You are viewing a plain text version of this content. The canonical link for it is here.
Posted to commits@tika.apache.org by ni...@apache.org on 2011/04/20 16:59:24 UTC
svn commit: r1095429 -
/tika/trunk/tika-parsers/src/main/java/org/apache/tika/parser/microsoft/WordExtractor.java
Author: nick
Date: Wed Apr 20 14:59:24 2011
New Revision: 1095429
URL: http://svn.apache.org/viewvc?rev=1095429&view=rev
Log:
TIKA-644 - When generating html headings from word, h6 is the highest the xhtml allows, so don't try generating h7 (or higher) even if Word has a 'Heading 7' style
Modified:
tika/trunk/tika-parsers/src/main/java/org/apache/tika/parser/microsoft/WordExtractor.java
Modified: tika/trunk/tika-parsers/src/main/java/org/apache/tika/parser/microsoft/WordExtractor.java
URL: http://svn.apache.org/viewvc/tika/trunk/tika-parsers/src/main/java/org/apache/tika/parser/microsoft/WordExtractor.java?rev=1095429&r1=1095428&r2=1095429&view=diff
==============================================================================
--- tika/trunk/tika-parsers/src/main/java/org/apache/tika/parser/microsoft/WordExtractor.java (original)

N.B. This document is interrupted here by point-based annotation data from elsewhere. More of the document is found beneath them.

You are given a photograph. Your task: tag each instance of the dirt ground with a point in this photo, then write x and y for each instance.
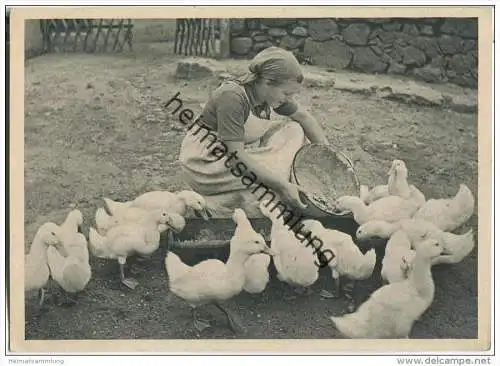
(94, 127)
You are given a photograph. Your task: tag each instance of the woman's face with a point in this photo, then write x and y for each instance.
(275, 95)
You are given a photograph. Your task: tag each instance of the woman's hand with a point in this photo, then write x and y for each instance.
(290, 193)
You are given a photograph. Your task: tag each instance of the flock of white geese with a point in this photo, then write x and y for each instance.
(419, 232)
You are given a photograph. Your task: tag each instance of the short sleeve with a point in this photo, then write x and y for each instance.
(231, 114)
(288, 108)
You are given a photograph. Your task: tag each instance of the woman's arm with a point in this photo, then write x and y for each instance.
(312, 128)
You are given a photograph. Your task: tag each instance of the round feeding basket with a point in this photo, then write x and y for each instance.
(327, 174)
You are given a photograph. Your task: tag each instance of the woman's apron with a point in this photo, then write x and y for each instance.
(272, 143)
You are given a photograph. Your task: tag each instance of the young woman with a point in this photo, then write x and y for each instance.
(238, 113)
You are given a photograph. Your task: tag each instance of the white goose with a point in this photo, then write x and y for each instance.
(293, 259)
(141, 238)
(71, 272)
(36, 268)
(448, 214)
(391, 311)
(349, 261)
(456, 246)
(213, 281)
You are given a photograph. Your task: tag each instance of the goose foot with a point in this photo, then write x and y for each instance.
(143, 258)
(236, 327)
(303, 291)
(199, 324)
(67, 300)
(348, 292)
(131, 283)
(328, 295)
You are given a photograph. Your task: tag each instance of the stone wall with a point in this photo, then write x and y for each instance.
(429, 49)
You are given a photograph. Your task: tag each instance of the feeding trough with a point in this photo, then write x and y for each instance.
(316, 167)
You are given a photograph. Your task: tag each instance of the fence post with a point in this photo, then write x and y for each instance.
(225, 38)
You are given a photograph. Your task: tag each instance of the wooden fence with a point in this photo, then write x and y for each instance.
(202, 37)
(87, 35)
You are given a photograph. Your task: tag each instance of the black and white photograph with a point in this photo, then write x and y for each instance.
(272, 177)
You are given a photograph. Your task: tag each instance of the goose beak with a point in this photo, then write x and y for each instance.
(61, 249)
(203, 213)
(268, 251)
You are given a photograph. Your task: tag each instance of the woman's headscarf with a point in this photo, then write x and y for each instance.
(275, 64)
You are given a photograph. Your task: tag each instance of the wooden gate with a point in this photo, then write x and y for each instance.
(198, 37)
(87, 35)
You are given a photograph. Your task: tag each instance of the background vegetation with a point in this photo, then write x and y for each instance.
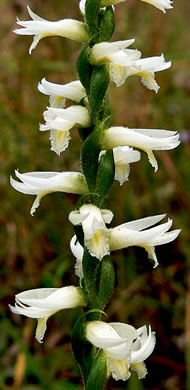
(34, 252)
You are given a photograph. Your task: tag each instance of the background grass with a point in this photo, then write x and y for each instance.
(34, 252)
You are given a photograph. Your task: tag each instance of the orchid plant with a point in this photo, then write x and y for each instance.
(101, 348)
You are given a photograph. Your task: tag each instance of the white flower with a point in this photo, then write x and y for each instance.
(43, 183)
(60, 121)
(126, 62)
(134, 233)
(44, 302)
(146, 67)
(78, 251)
(72, 91)
(40, 28)
(93, 222)
(125, 346)
(144, 139)
(123, 156)
(114, 52)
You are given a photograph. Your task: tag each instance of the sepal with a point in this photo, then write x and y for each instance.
(98, 373)
(84, 68)
(82, 349)
(107, 25)
(89, 157)
(105, 174)
(98, 87)
(100, 287)
(92, 8)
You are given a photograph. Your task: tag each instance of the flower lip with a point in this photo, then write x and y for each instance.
(73, 90)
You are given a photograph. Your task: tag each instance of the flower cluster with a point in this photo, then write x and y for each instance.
(107, 153)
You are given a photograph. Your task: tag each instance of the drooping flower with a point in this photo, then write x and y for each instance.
(60, 121)
(40, 28)
(140, 233)
(78, 251)
(144, 139)
(93, 222)
(125, 346)
(43, 183)
(44, 302)
(134, 234)
(127, 62)
(72, 91)
(123, 157)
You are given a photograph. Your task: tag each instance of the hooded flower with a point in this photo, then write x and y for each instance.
(127, 62)
(72, 91)
(144, 139)
(140, 233)
(93, 222)
(77, 251)
(123, 157)
(60, 121)
(125, 346)
(44, 302)
(40, 28)
(43, 183)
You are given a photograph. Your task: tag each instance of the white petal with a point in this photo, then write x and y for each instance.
(140, 369)
(76, 249)
(98, 245)
(165, 238)
(103, 335)
(122, 136)
(122, 238)
(119, 369)
(142, 223)
(41, 329)
(73, 90)
(61, 298)
(145, 350)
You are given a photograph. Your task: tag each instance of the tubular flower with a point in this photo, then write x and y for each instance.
(125, 346)
(134, 233)
(144, 139)
(40, 28)
(72, 91)
(43, 183)
(78, 251)
(59, 121)
(126, 62)
(117, 56)
(93, 222)
(123, 156)
(145, 68)
(44, 302)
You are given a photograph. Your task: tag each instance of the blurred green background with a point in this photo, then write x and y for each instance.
(34, 251)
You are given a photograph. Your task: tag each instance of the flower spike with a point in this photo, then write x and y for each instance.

+++ tika/trunk/tika-parsers/src/main/java/org/apache/tika/parser/microsoft/WordExtractor.java Wed Apr 20 14:59:24 2011
@@ -377,7 +377,8 @@ public class WordExtractor extends Abstr
styleName.substring(styleName.length()-1)
);
} catch(NumberFormatException e) {}
- tag = "h"+num;
+ // Turn it into a H1 - H6 (H7+ isn't valid!)
+ tag = "h" + Math.min(num, 6);
} else if(styleName.equals("Title")) {
tag = "h1";
styleClass = "title";